Making the world safe for filmgoers since 2002.

What You Should Be Watching 7/31/15

And let’s start with a bang. That would be MISSION IMPOSSIBLE: ROGUE NATION, which is everything a terrific popcorn flick should be: sleek, fast, and fun. And, yes, the action sequences are jaw-dropping. You can read my full review by clicking here,  Spoiler alert, I go on and on about Simon Pegg, he of The Cornetto Trilogy, the Star Trek reboot, and the Mission Impossible franchise. I think he’s one of the undersung character actors today, as well as being wickedly funny  I’ve had the pleasure of talking to him three times, most recently for THE WORLD’S END, Click here for that film’s review and the interview.

There’s action of another sort in THE BEST OF ENEMIES, a documentary about the fabled 1968 debates between arch-conservative writer and editor William F. Bucklen and progressive gadfly novelist and playwright (among many other things) Gore Vidal. For a reminder of what a real debate about ideas, not ideology, is like, there is nothing better than watching the two spar with the lethal weapons that were their barbed tongues, quick wit, and scintillating intellect. My conversation with the film’s co-director, Robert Gordon, can be found here.
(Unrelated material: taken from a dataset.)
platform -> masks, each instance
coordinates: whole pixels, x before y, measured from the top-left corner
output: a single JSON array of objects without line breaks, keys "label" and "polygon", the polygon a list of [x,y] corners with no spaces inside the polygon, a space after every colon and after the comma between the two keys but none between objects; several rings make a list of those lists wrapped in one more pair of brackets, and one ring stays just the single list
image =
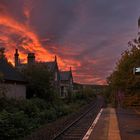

A GAY GIRL IN DAMASCUS is a disconcerting look at the tricks the internet can play on us, and, worse, the tricks we allow it to play when we should know better. A blog by the titular woman in Damascus attracts the attention of  Canadian Sandra Bagaria, who falls in love with her, and the world media when the Arab Spring breaks out. It’s a gripping psychological thriller, as suspenseful, and full of twists, as the best spy movie, but with the added jolt of being true. My conversation with Bagaria can be found here. Don’t worry, we don’t give too much away.

Also a true story, but rendered into a fictional narrative, THE STANFORD PRISON EXPERIMENT revisits that infamous experiment that turned one group of regular, anti-establishment college kids into sadists, and another group into their compliant victims. More than just an interesting historical footnote, it explains human nature in a way that should give us all pause. My review is here.

Continuing in theaters, and continuing worthy of at least one look, if not two: TRAINWRECK, Amy Schumer’s delicious take-down of rom-coms, and IRRATIONAL MAN, Woody Allen’s dialectic on chance and fate.